Please see response next to each point mentioned above.

Earl

Sent from my HTC One using Expat Forum


----------



## arya.anand64 (Oct 30, 2013)

earldro said:


> Hi,
> 
> Please see response next to each point mentioned above.
> 
> ...


==========================================

Thanks Earl...

So the only difference between 189 and 190 is that first 2 year work , Is there any other difference.


----------



## earldro (Feb 23, 2013)

arya.anand64 said:


> ==========================================
> 
> Thanks Earl...
> 
> So the only difference between 189 and 190 is that first 2 year work , Is there any other difference.


None whatsoever... That is the only restriction.

Sent from my HTC One using Expat Forum


----------



## arya.anand64 (Oct 30, 2013)

earldro said:


> None whatsoever... That is the only restriction.
> 
> Sent from my HTC One using Expat Forum


Thanks Earl !!!!


----------



## gsukumar27 (Oct 23, 2013)

Hi 
I recently filed EOI for south Australia on oct 9th...MY ielts overall was 6.5 with all bands 6 and above.. how much time does it take to get invitation and wat are my chances..please someone answer......


----------



## earldro (Feb 23, 2013)

gsukumar27 said:


> Hi
> I recently filed EOI for south Australia on oct 9th...MY ielts overall was 6.5 with all bands 6 and above.. how much time does it take to get invitation and wat are my chances..please someone answer......


You mean you have submitted an EOI and applied for an invite from south Australia?? This website www.migration.sa.gov.au will give you the current timelines.

Sent from my HTC One using Expat Forum


----------



## Darvin (Sep 25, 2013)

Hi,

I would like to apply for the Skilled Nominated visa (subclass 190) for Canberra, because my occupation (263212: ICT SUPPORT ENGINEER) is listed in the Consolidated Sponsored Occupation List of canberra.

I have 3 years of work experience in ICT SUPPORT, but my graduation is in Electronics&Communication engineering.
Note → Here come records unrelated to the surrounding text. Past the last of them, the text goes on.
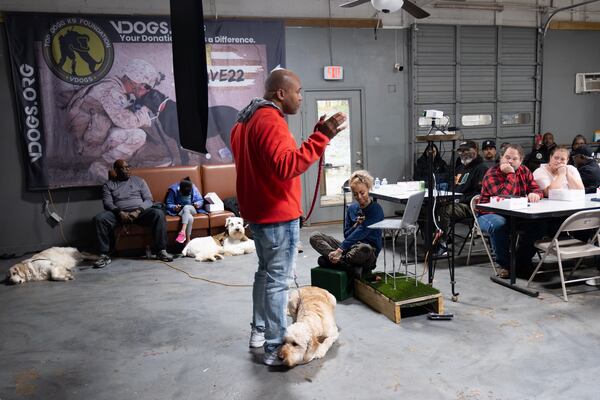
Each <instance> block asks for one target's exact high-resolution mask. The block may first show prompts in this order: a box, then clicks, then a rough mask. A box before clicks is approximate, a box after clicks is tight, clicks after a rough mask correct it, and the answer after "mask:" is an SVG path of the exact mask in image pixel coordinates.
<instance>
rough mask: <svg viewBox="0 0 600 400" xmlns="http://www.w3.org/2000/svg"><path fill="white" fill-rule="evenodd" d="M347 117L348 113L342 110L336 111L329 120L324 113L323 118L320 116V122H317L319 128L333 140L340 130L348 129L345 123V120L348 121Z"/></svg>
mask: <svg viewBox="0 0 600 400" xmlns="http://www.w3.org/2000/svg"><path fill="white" fill-rule="evenodd" d="M346 118H347V117H346V115H344V114H343V113H341V112H338V113H335V114H334V115H333V116H331V117H329V118H328V119H327V120H325V115H322V116H321V118H319V122H318V123H317V130H318V131H319V132H321V133H322V134H324V135H325V136H327V137H328V138H329V139H330V140H331V139H333V138H334V137H335V135H337V134H338V133H339V132H341V131H343V130H344V129H346V126H347V125H344V122H346Z"/></svg>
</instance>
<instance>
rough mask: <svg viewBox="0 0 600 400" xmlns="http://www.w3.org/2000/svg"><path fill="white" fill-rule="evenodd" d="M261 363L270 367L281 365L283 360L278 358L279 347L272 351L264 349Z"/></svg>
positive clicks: (275, 366) (279, 358) (280, 358)
mask: <svg viewBox="0 0 600 400" xmlns="http://www.w3.org/2000/svg"><path fill="white" fill-rule="evenodd" d="M263 363H264V364H265V365H268V366H270V367H277V366H280V365H283V360H282V359H281V358H279V347H277V349H275V350H273V351H266V352H265V354H264V355H263Z"/></svg>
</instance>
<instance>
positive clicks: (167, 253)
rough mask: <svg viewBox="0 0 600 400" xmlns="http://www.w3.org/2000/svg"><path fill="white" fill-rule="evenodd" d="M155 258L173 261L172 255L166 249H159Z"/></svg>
mask: <svg viewBox="0 0 600 400" xmlns="http://www.w3.org/2000/svg"><path fill="white" fill-rule="evenodd" d="M156 258H157V259H159V260H160V261H165V262H171V261H173V256H172V255H170V254H169V253H167V251H166V250H161V251H159V252H158V254H157V255H156Z"/></svg>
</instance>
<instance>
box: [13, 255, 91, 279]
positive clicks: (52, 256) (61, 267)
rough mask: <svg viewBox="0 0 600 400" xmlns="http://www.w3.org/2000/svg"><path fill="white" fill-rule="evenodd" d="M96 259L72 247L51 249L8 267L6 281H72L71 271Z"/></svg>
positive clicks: (34, 255) (72, 276)
mask: <svg viewBox="0 0 600 400" xmlns="http://www.w3.org/2000/svg"><path fill="white" fill-rule="evenodd" d="M97 259H98V257H97V256H95V255H91V254H86V253H80V252H79V250H77V249H76V248H74V247H51V248H49V249H46V250H44V251H42V252H39V253H37V254H36V255H34V256H33V257H31V258H28V259H27V260H23V261H21V262H19V263H16V264H15V265H13V266H12V267H10V269H9V270H8V272H7V274H6V279H7V280H8V281H9V282H11V283H23V282H27V281H46V280H48V281H68V280H71V279H73V271H72V270H73V268H75V267H76V266H77V265H78V264H79V263H80V262H81V261H83V260H97Z"/></svg>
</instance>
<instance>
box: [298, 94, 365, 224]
mask: <svg viewBox="0 0 600 400" xmlns="http://www.w3.org/2000/svg"><path fill="white" fill-rule="evenodd" d="M302 102H303V106H302V125H303V126H304V127H306V128H308V129H304V130H303V135H304V137H303V139H306V137H307V136H308V135H310V134H311V133H312V132H310V131H311V130H312V127H313V126H314V124H315V122H316V121H317V120H318V119H319V116H321V115H323V114H326V115H327V117H329V116H331V115H333V114H335V113H336V112H338V111H341V112H343V113H345V114H347V115H348V121H347V124H348V127H347V128H346V129H345V130H343V131H342V132H340V133H338V135H337V136H336V137H335V138H334V139H333V140H332V141H331V142H330V144H329V146H327V150H326V151H325V155H324V157H325V159H324V162H323V168H322V172H321V179H320V180H319V184H318V185H319V187H318V192H317V199H316V201H315V206H314V210H313V213H312V215H311V217H310V220H309V221H308V223H309V224H312V223H319V222H330V221H341V220H342V219H343V215H344V214H343V204H344V198H343V195H342V186H343V184H344V182H345V181H346V180H347V179H348V178H350V175H351V174H352V172H353V171H356V170H358V169H363V168H364V167H365V158H364V154H365V153H364V151H363V138H362V136H363V129H362V104H361V91H360V90H358V89H354V90H335V91H332V90H307V91H305V93H304V99H303V101H302ZM317 170H318V163H315V165H313V166H312V167H311V168H310V170H309V171H307V173H305V174H304V177H303V194H304V212H305V215H306V214H307V213H308V212H309V209H310V206H311V203H312V200H313V196H314V194H315V187H316V186H317ZM346 197H347V200H348V201H351V196H350V195H349V194H348V195H346Z"/></svg>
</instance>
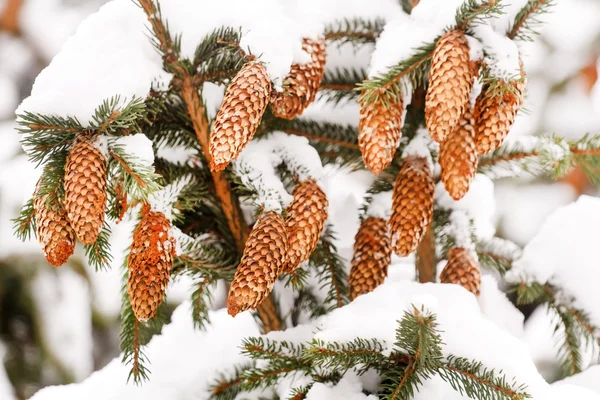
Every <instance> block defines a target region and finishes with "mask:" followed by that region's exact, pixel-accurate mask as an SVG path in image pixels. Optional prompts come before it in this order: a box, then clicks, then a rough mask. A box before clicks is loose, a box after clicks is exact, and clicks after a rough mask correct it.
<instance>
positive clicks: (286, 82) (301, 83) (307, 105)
mask: <svg viewBox="0 0 600 400" xmlns="http://www.w3.org/2000/svg"><path fill="white" fill-rule="evenodd" d="M302 50H304V51H305V52H307V53H308V55H309V56H310V61H309V62H308V63H306V64H292V67H291V68H290V72H289V73H288V74H287V76H286V77H285V80H284V81H283V87H284V88H285V90H284V91H283V92H277V93H276V94H275V96H274V97H273V98H272V99H271V107H272V109H273V114H274V115H275V116H277V117H279V118H285V119H294V118H296V117H297V116H298V115H300V114H302V112H303V111H304V109H306V107H307V106H308V105H309V104H310V103H312V102H313V101H314V100H315V96H316V95H317V92H318V91H319V85H321V80H322V79H323V73H324V72H325V59H326V56H327V53H326V51H325V40H323V39H318V40H312V39H304V40H303V42H302Z"/></svg>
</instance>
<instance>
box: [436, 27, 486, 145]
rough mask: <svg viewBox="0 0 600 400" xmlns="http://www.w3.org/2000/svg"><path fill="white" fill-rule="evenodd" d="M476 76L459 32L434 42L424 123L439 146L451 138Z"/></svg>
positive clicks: (466, 45) (460, 35)
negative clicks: (451, 133) (424, 122)
mask: <svg viewBox="0 0 600 400" xmlns="http://www.w3.org/2000/svg"><path fill="white" fill-rule="evenodd" d="M476 73H477V69H476V67H475V63H474V62H473V61H471V56H470V54H469V41H468V40H467V38H466V36H465V34H464V33H463V32H462V31H459V30H456V31H450V32H448V33H446V34H444V36H442V38H441V39H440V40H439V41H438V42H437V44H436V46H435V50H434V52H433V56H432V58H431V69H430V70H429V88H428V89H427V96H426V98H425V122H426V125H427V129H428V131H429V134H430V135H431V137H432V138H433V140H435V141H436V142H438V143H441V142H442V141H444V139H445V138H446V137H447V136H448V135H450V134H451V133H452V132H453V131H454V130H455V127H456V125H457V124H458V123H459V121H460V118H461V116H462V115H463V113H464V111H465V110H466V109H467V107H468V105H469V97H470V95H471V89H472V88H473V79H474V78H475V75H476Z"/></svg>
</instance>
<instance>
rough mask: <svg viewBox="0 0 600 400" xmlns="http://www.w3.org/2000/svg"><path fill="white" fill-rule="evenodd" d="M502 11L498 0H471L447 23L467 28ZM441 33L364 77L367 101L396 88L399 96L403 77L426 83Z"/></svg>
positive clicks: (362, 88) (363, 87) (449, 28)
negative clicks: (365, 77)
mask: <svg viewBox="0 0 600 400" xmlns="http://www.w3.org/2000/svg"><path fill="white" fill-rule="evenodd" d="M500 12H501V11H500V7H499V6H498V5H497V4H496V1H495V0H490V1H488V2H486V3H483V4H482V3H480V2H479V1H477V0H468V1H466V2H465V3H464V4H463V6H461V7H460V8H459V9H458V10H457V13H456V16H455V20H456V25H455V26H451V27H448V28H447V29H446V31H450V30H453V29H461V30H467V29H468V27H469V26H470V25H471V24H472V23H477V22H478V21H479V20H480V19H481V18H489V17H490V16H492V15H494V14H499V13H500ZM440 37H441V36H440ZM440 37H437V38H436V39H435V40H434V41H433V42H431V43H426V44H423V45H422V46H419V47H417V48H415V49H413V52H412V56H410V57H409V58H408V59H406V60H401V61H400V62H399V63H398V64H396V65H393V66H391V67H390V68H388V70H387V71H386V72H384V73H381V74H379V75H377V76H374V77H372V78H370V79H368V80H366V81H364V82H363V83H362V84H361V85H360V89H361V90H363V91H364V93H363V99H364V101H366V102H372V101H376V100H378V99H379V98H381V96H382V95H384V94H385V95H386V96H387V95H389V94H388V92H392V93H394V92H395V93H394V94H393V96H398V95H399V94H398V93H403V92H405V91H406V88H403V87H402V84H401V83H402V82H401V81H403V80H404V81H407V82H409V83H410V86H411V87H413V88H414V87H418V86H421V85H424V83H425V77H426V76H427V65H428V63H429V61H430V60H431V57H432V55H433V51H434V49H435V45H436V43H437V41H438V40H439V39H440Z"/></svg>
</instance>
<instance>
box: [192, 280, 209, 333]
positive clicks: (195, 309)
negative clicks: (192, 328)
mask: <svg viewBox="0 0 600 400" xmlns="http://www.w3.org/2000/svg"><path fill="white" fill-rule="evenodd" d="M212 283H213V281H212V280H211V279H210V278H209V277H204V279H203V280H202V281H200V282H196V289H195V290H194V291H193V292H192V296H191V302H192V319H193V320H194V327H195V328H196V329H201V330H204V329H206V326H207V325H208V324H209V323H210V319H209V314H208V310H209V304H210V302H211V301H212V296H211V290H210V289H209V287H210V285H211V284H212Z"/></svg>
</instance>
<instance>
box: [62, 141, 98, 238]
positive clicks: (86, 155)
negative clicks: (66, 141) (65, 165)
mask: <svg viewBox="0 0 600 400" xmlns="http://www.w3.org/2000/svg"><path fill="white" fill-rule="evenodd" d="M106 179H107V177H106V159H105V158H104V156H103V155H102V153H101V152H100V150H98V149H97V148H96V147H95V146H94V145H93V144H92V143H89V142H88V141H85V140H80V141H78V142H76V143H75V144H74V145H73V147H72V148H71V151H70V152H69V157H68V158H67V164H66V166H65V177H64V188H65V210H66V212H67V218H68V220H69V222H70V223H71V226H72V227H73V230H74V231H75V234H76V235H77V238H78V239H79V241H81V242H82V243H83V244H93V243H95V242H96V239H97V238H98V235H99V234H100V230H101V229H102V226H103V225H104V212H105V211H106V198H107V195H106V185H107V182H106Z"/></svg>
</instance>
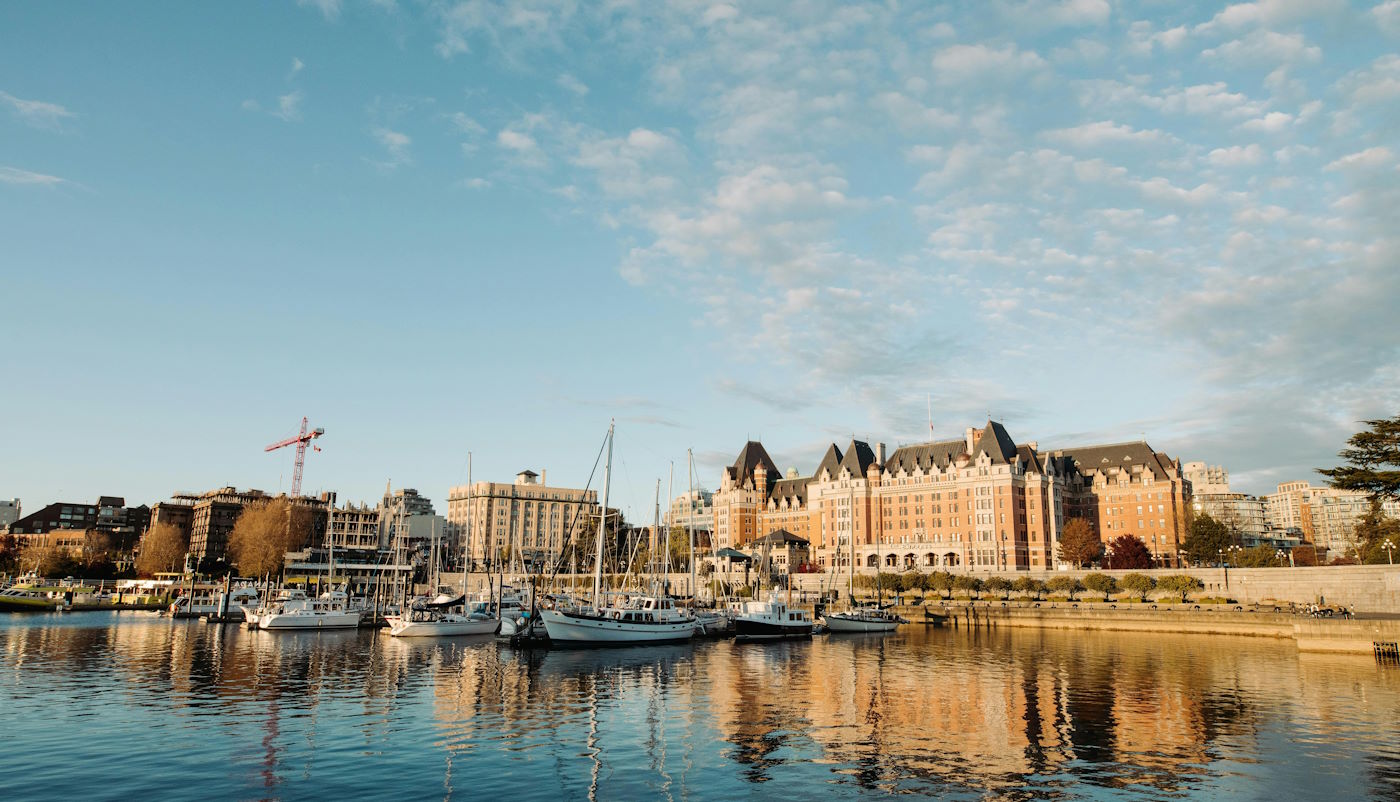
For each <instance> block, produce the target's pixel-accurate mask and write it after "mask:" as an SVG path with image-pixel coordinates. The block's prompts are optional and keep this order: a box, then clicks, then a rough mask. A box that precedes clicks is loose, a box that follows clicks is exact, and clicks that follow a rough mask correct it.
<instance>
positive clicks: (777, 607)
mask: <svg viewBox="0 0 1400 802" xmlns="http://www.w3.org/2000/svg"><path fill="white" fill-rule="evenodd" d="M729 610H731V613H732V616H734V640H736V641H778V640H788V638H809V637H812V617H811V616H808V614H806V610H797V609H792V607H790V606H788V605H787V602H784V600H781V599H778V595H777V592H774V593H773V595H771V596H769V600H767V602H734V603H732V605H729Z"/></svg>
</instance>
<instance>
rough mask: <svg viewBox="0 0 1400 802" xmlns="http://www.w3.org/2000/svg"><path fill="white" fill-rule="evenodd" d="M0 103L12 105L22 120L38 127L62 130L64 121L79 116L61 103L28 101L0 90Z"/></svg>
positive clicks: (15, 111) (34, 125) (37, 101)
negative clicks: (18, 97) (55, 103)
mask: <svg viewBox="0 0 1400 802" xmlns="http://www.w3.org/2000/svg"><path fill="white" fill-rule="evenodd" d="M0 104H4V105H7V106H10V109H11V111H13V112H14V113H15V115H18V116H20V119H21V120H24V122H25V123H28V125H31V126H34V127H36V129H46V130H62V129H63V123H64V122H67V120H71V119H74V118H76V116H77V115H74V113H73V112H70V111H69V109H66V108H63V106H60V105H59V104H50V102H45V101H27V99H24V98H17V97H14V95H11V94H10V92H4V91H0Z"/></svg>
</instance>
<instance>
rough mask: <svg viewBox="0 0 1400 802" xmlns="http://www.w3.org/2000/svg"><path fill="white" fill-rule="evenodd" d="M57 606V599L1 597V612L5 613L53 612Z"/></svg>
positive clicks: (0, 606) (33, 612)
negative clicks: (1, 598)
mask: <svg viewBox="0 0 1400 802" xmlns="http://www.w3.org/2000/svg"><path fill="white" fill-rule="evenodd" d="M57 606H59V602H57V600H56V599H25V598H7V599H0V612H3V613H52V612H53V610H55V609H56V607H57Z"/></svg>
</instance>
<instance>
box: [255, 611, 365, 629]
mask: <svg viewBox="0 0 1400 802" xmlns="http://www.w3.org/2000/svg"><path fill="white" fill-rule="evenodd" d="M256 626H258V628H259V630H349V628H354V627H358V626H360V613H356V612H347V613H323V614H316V616H298V614H291V613H270V614H262V616H258V620H256Z"/></svg>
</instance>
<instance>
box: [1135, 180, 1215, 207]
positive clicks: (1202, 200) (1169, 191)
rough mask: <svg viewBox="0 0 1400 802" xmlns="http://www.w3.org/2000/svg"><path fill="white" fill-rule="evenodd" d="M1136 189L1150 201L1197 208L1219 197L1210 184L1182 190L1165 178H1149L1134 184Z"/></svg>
mask: <svg viewBox="0 0 1400 802" xmlns="http://www.w3.org/2000/svg"><path fill="white" fill-rule="evenodd" d="M1134 183H1135V185H1137V188H1138V189H1141V190H1142V195H1144V196H1145V197H1149V199H1152V200H1163V202H1170V203H1183V204H1187V206H1198V204H1201V203H1208V202H1211V200H1215V199H1217V197H1218V196H1219V190H1218V189H1217V188H1215V185H1212V183H1210V182H1204V183H1198V185H1197V186H1196V188H1193V189H1184V188H1180V186H1176V185H1175V183H1172V182H1170V181H1168V179H1165V178H1161V176H1159V178H1149V179H1147V181H1138V182H1134Z"/></svg>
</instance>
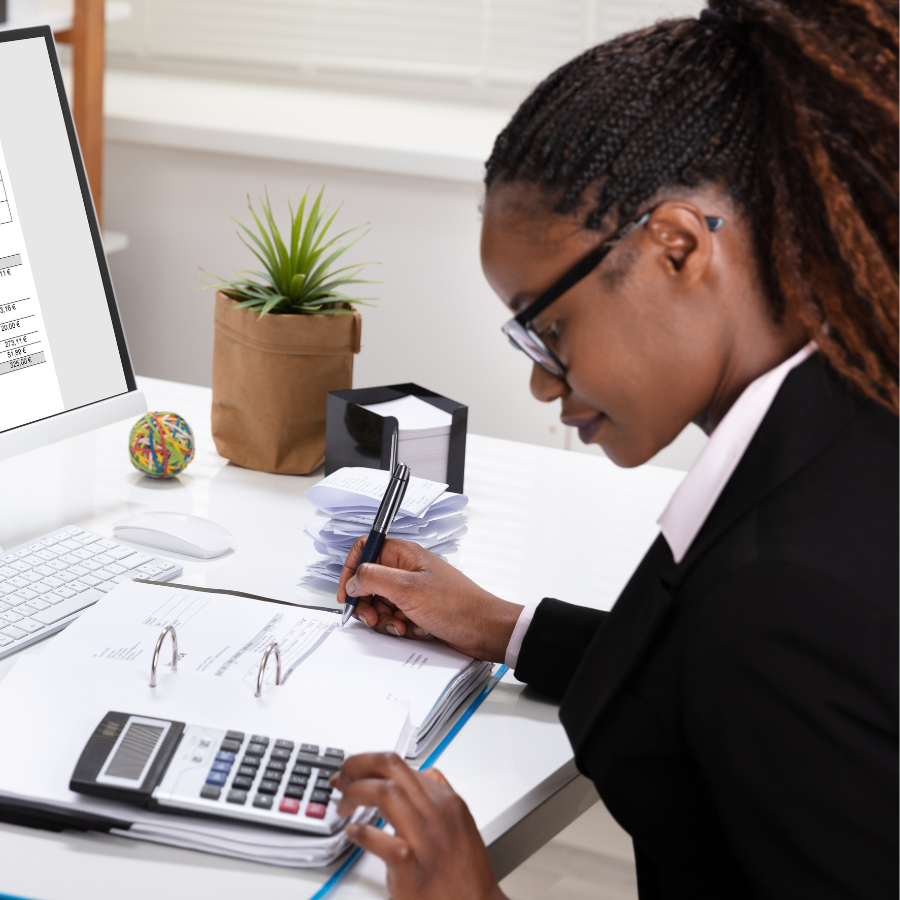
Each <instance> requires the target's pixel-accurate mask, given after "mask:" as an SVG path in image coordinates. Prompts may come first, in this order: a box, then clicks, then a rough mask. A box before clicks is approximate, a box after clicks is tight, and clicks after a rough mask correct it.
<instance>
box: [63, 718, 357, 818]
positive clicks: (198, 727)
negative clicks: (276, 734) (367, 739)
mask: <svg viewBox="0 0 900 900" xmlns="http://www.w3.org/2000/svg"><path fill="white" fill-rule="evenodd" d="M343 761H344V751H343V750H342V749H341V748H339V747H328V746H323V745H321V744H313V743H303V742H300V741H293V740H288V739H287V738H283V737H271V736H269V735H265V734H245V733H244V732H243V731H237V730H232V731H223V730H221V729H218V728H208V727H206V726H203V725H188V724H185V723H184V722H174V721H172V720H170V719H158V718H151V717H148V716H138V715H133V714H131V713H124V712H109V713H107V714H106V715H105V716H104V717H103V721H101V722H100V724H99V725H98V726H97V728H96V729H95V730H94V733H93V734H92V735H91V737H90V740H88V742H87V744H86V745H85V748H84V750H83V751H82V753H81V757H80V758H79V760H78V764H77V766H76V767H75V772H74V773H73V775H72V780H71V782H70V784H69V788H70V789H71V790H73V791H77V792H78V793H81V794H90V795H92V796H95V797H105V798H107V799H113V800H122V801H125V802H128V803H136V804H139V805H141V806H145V807H148V808H160V809H166V810H172V811H175V810H181V811H184V812H190V813H195V814H197V813H199V814H202V815H206V816H214V817H216V818H221V819H231V820H242V821H245V822H254V823H256V824H260V825H269V826H275V827H279V828H287V829H290V830H293V831H303V832H307V833H310V834H319V835H330V834H334V832H335V831H337V830H338V829H340V828H341V827H342V826H343V825H344V824H345V823H346V818H342V817H340V816H338V815H337V812H336V807H337V801H338V800H339V799H340V794H339V793H338V792H336V791H334V790H333V788H332V787H331V784H330V781H329V779H330V778H331V776H332V775H334V773H335V772H337V771H338V769H340V767H341V764H342V763H343Z"/></svg>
So will I get points for my education qualification?

Thanks.....


----------



## gsukumar27 (Oct 23, 2013)

hi 
One more doubt....I got my assessment for full experience counted 4yrs and 2 months for 263111.for 190 visa..i.e 2008 sep 11th to 2012 Nov as i mentioned that time am still working with company.. ...Later i left the company in Aug 2013 i.e after working for more 9 months .so overall experience i have with this company is 4yrs 11months. As i left the company will this be a problem after applying visa and when CO is assigned for this file...Also i have proofs for each and every copy from this company where in case if he asks me anything.

And for time being in sep 2013 i joined another Y company and its a different profile Non tech background till date am working...Does officer will ask any questions about my present situation what am doing after leaving X company or any information does he asks me related to this job change....please let me know ....thank you.


----------